Mapan Dulu Baru Menikah

“Mas, menikahnya kapan? Anakku udah kelas 9 tsanawiyah lho?”, ini pertanyaan saya kepada saudara saya, Mas Ridwan. Ia kini telah berusia kepala tiga.
“Menikah sih gampang. Lha, nanti anak isteri diberi makan apa? Sekarang saja masih kerja serabutan. Nanti bila dah punya pekerjaan mapan baru kepikir menikah?’jawab Mas Ridwan dengan santai.

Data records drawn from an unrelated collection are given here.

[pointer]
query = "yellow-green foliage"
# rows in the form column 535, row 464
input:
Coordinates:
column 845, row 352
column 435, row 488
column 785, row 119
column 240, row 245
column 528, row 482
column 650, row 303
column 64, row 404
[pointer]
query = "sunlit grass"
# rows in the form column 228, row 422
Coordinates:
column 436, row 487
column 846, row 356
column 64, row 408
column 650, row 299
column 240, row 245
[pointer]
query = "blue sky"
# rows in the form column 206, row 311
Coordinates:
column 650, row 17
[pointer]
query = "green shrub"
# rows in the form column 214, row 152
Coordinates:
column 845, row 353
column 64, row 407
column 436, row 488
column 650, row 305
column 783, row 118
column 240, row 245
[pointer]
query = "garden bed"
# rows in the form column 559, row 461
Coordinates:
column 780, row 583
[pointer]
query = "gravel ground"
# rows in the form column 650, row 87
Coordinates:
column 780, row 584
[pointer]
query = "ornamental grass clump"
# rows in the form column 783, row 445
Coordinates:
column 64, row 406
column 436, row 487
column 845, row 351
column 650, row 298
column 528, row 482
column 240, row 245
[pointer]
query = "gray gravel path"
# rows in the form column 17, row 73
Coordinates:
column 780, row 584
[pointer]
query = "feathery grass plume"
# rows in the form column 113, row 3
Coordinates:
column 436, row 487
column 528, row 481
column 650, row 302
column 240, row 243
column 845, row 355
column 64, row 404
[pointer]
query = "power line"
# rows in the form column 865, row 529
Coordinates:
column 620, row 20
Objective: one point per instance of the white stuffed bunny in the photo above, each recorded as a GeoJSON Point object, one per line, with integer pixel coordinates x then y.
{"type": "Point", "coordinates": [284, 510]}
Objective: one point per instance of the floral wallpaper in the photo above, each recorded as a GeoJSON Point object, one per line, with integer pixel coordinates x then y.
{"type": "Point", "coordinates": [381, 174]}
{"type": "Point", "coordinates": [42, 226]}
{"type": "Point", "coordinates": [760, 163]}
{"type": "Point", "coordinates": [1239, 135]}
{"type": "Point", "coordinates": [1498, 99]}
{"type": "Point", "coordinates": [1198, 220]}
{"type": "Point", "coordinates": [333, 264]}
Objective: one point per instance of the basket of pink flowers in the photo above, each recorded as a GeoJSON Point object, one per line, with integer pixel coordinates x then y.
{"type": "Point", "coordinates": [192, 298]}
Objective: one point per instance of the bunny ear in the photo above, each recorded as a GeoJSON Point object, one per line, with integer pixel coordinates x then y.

Apa sudah menikah? Kapan menikah? Dengan siapa? Adalah sederetan pertanyaan bila bertemu dengan kolega, keluarga. Entah apakah ini sudah tradisi, basa-basi, kata-kata pembuka pembicaraan atau entah yang lain. Namun seakan ini menjadi pertanyaan wajib bila bertemu dengan teman yang sudah lama tak bersua. Seperti kemarin waktu reuni alumni MAN Nglawak Kertosono angkatan 1996 (9/7/2016) lebaran kemarin. Sudah 20 tahun tidak bertemu, bertemu sudah bawa anak isteri/suami.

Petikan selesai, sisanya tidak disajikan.